A recent article published by the British Medical Journal also reviewed examples in which the threat of the use of compulsory licences led to considerable price reductions in lifesaving medicines. To achieve SDG 3, many more countries will need to use legal measures such as these to prioritise health over patents.
A way forward?
There are a few areas where we need breakthroughs at the international level to pursue a genuine global collaboration and to refocus policy.
1. Alternative R&D model for medicines
The pharmaceutical industry argues that patents are essential to recoup its investment on research and development (R&D), encouraging new innovation on medicines. This argument has faced severe criticism, as evidence shows that R&D investment decisions under the current business model are chiefly determined by the prospect of taking a drug to market rather than by unmet health needs. Discussions on the need to establish an alternative model have therefore focused on the need to develop a health-driven approach to R&D. This must be backed with a publicly accountable financial, production and delivery mechanism, so that the cost of R&D is delinked from a medicine’s final price. A highly valuable medical innovation will only be sensible if all patients who need it can access and afford it.

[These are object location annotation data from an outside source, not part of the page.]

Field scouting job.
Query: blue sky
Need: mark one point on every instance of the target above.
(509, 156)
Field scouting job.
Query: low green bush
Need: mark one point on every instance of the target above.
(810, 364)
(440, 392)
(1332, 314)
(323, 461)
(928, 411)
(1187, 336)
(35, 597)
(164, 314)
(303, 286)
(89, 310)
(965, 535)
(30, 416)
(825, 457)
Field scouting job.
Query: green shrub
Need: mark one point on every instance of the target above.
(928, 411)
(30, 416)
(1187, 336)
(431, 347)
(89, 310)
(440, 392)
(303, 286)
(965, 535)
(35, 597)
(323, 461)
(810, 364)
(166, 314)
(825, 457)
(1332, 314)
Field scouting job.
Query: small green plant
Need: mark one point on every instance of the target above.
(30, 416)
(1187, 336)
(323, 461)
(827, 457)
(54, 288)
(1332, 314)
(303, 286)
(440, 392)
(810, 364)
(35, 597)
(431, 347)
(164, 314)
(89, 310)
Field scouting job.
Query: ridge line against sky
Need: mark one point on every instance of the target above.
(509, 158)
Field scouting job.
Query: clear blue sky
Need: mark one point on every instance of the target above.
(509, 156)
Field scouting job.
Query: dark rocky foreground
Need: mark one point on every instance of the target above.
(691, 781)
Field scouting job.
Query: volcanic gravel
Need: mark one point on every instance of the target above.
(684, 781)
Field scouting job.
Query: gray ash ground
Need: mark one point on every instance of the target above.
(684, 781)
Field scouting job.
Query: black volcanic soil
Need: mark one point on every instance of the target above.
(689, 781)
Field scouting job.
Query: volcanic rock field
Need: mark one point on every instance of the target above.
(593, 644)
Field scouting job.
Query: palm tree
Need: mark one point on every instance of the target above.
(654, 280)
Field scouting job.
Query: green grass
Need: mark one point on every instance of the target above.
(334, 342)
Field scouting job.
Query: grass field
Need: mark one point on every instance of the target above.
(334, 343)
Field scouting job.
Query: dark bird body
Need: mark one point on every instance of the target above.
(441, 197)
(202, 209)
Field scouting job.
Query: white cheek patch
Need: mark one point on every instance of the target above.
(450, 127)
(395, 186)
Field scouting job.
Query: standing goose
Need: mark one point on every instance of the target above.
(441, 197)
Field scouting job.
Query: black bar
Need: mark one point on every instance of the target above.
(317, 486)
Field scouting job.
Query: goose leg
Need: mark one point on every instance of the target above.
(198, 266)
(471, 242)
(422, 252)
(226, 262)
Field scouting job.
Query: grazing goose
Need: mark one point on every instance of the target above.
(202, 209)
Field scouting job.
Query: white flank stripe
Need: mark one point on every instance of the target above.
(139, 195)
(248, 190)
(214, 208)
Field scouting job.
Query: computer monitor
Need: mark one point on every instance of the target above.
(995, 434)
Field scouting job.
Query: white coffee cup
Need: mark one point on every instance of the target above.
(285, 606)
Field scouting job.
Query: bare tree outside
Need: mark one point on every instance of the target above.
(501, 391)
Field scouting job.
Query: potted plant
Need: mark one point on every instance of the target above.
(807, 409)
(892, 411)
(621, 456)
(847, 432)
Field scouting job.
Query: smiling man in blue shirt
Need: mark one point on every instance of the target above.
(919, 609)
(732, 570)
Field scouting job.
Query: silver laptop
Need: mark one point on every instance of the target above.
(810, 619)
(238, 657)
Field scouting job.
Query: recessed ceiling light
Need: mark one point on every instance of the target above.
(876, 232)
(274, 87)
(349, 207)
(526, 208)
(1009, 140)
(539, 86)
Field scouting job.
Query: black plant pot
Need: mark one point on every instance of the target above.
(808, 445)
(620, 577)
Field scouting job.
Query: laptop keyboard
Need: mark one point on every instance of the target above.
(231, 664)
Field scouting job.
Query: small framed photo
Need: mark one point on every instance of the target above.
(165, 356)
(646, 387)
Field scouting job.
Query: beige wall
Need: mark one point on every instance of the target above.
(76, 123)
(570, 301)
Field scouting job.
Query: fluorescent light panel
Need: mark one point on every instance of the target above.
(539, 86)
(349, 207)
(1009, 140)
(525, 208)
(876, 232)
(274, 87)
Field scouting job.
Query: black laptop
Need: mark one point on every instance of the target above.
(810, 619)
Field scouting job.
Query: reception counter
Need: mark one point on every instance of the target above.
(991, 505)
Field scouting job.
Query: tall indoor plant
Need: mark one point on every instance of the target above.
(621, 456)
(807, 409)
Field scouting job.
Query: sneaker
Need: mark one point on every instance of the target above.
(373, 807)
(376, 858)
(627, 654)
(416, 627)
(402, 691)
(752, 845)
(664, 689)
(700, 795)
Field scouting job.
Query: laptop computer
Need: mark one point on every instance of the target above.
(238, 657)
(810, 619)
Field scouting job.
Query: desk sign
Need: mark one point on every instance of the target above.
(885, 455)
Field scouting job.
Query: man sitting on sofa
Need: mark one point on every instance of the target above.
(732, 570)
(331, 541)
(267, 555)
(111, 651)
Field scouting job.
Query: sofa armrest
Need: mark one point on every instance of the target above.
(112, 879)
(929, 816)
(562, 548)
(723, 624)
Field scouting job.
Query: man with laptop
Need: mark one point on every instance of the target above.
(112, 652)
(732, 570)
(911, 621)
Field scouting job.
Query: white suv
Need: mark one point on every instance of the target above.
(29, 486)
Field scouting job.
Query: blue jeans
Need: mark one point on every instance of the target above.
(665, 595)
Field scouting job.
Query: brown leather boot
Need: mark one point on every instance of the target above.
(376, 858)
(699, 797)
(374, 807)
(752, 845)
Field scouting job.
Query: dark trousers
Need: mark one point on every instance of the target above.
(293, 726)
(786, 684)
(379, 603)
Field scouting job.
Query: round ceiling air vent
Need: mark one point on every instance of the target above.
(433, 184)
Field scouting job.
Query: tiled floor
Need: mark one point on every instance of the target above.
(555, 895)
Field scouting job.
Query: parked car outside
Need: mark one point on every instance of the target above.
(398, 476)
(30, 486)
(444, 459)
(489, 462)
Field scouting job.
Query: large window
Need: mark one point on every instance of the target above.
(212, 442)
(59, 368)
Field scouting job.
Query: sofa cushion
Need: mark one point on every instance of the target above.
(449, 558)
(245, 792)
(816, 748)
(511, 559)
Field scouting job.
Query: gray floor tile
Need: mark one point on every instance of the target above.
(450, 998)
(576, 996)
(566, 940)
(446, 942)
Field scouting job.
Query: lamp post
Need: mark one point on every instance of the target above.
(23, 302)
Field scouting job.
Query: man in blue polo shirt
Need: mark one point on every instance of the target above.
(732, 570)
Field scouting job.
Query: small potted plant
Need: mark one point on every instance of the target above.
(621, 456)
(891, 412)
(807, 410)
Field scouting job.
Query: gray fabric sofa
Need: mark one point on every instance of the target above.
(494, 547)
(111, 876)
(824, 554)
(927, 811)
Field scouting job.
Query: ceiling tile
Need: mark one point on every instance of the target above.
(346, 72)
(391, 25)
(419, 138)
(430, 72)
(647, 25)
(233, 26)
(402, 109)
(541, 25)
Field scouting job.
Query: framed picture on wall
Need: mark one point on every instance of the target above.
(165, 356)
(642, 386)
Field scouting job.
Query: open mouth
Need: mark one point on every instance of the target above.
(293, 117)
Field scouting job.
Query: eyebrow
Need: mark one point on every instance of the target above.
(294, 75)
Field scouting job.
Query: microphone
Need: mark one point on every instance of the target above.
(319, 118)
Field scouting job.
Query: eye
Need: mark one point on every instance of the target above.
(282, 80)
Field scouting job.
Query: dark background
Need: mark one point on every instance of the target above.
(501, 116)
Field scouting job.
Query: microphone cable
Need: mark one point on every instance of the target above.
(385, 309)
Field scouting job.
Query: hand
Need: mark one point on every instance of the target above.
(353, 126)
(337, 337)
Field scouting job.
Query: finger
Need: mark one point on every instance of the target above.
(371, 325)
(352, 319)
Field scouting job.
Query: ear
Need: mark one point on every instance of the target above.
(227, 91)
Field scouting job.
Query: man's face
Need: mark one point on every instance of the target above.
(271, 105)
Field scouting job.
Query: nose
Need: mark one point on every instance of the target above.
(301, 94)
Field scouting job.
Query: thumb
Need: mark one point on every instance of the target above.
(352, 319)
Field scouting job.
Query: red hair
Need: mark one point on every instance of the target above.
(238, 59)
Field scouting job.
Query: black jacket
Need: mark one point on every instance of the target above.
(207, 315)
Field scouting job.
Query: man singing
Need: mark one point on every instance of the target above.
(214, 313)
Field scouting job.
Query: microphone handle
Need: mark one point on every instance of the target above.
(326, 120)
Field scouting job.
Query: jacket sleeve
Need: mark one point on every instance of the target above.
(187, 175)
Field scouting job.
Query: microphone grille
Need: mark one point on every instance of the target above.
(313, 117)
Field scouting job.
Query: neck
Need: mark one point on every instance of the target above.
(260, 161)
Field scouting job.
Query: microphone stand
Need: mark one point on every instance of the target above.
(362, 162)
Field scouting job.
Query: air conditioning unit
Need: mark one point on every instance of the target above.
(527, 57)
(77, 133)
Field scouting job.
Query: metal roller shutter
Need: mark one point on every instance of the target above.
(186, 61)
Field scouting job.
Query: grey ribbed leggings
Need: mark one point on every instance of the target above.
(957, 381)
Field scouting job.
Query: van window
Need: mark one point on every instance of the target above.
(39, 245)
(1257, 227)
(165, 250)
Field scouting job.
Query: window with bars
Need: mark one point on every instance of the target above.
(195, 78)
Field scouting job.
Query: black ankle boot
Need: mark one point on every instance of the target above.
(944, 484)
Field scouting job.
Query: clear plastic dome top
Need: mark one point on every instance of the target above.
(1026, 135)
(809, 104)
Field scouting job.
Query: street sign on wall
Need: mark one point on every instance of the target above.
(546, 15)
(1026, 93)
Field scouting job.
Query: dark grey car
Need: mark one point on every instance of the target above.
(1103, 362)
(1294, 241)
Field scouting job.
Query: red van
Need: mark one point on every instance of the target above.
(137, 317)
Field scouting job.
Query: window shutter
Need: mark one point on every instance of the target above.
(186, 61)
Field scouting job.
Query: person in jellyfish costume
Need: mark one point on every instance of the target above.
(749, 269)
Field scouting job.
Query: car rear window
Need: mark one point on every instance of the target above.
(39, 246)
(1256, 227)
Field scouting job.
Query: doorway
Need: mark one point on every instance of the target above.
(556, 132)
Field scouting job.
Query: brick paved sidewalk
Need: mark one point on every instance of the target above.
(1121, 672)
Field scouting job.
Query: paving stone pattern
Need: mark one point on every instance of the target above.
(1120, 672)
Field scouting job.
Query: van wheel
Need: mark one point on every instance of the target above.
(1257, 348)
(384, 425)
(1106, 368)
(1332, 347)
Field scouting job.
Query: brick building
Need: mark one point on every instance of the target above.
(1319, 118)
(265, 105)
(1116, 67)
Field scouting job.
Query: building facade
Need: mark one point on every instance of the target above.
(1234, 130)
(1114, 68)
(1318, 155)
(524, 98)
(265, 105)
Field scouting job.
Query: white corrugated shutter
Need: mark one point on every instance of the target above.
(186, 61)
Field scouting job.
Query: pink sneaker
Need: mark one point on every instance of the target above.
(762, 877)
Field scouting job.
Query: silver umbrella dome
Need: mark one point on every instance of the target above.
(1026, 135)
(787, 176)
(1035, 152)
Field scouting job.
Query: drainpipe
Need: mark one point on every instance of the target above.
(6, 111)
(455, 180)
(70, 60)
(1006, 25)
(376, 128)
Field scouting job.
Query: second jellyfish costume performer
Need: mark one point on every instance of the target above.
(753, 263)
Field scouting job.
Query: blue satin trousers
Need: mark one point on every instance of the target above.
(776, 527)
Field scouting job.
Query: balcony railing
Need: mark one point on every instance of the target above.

2. Unlocking the dark room of pricing
In May 2019, a heated discussion on the current challenges facing public health authorities around the world took place at the 72nd World Health Assembly in Geneva. The Assembly resulted in a milestone resolution on price transparency on medicines. Health ministers and officials voiced their experiences and frustrations of bargaining with the pharmaceutical industry to get affordable medicines for their citizens. They bemoaned a lack of transparency about companies’ price-setting strategies and about the comparative prices of the same medicine in other countries. Pharmaceutical companies are able to set prices for different markets based on their own assessments. Their ability to do this is mostly supported by their market monopoly status, underpinned by patents and other related strategies. However, some critical elements are still missing. This is because of disagreements over transparency on the costs of clinical trials, an important factor influencing price-setting in the current model. With the current resolution as a starting point, every government that has signed up to ensuring access to affordable medicines for all should therefore press for further and more comprehensive transparency in the pharmaceutical sector.
3. Supporting and using public health safeguards under the current patent system
There is ample evidence establishing the essential role of securing public health safeguards in patent law to protect access to medicines. It is therefore critical that the public health value of using TRIPS flexibilities remains firmly stated at the international policy agenda. This is especially true in light of the explicit indicator set up under SDG 3 related to the use of TRIPS flexibilities for health. Political pressure to hinder countries’ use of these legal and policy mechanisms would have a detrimental effect on achieving SDG 3.
4. Refocusing on human rights
The conflicts between states’ obligations under human rights law and trade law must be resolved. The collective obligations under Agenda 2030 can only be achieved if we put the human right to health at the centre of the debate. The core obligation of states to provide timely, uninterrupted, affordable and sustainable access to medicines should be a higher priority than providing patent protection on new medical products.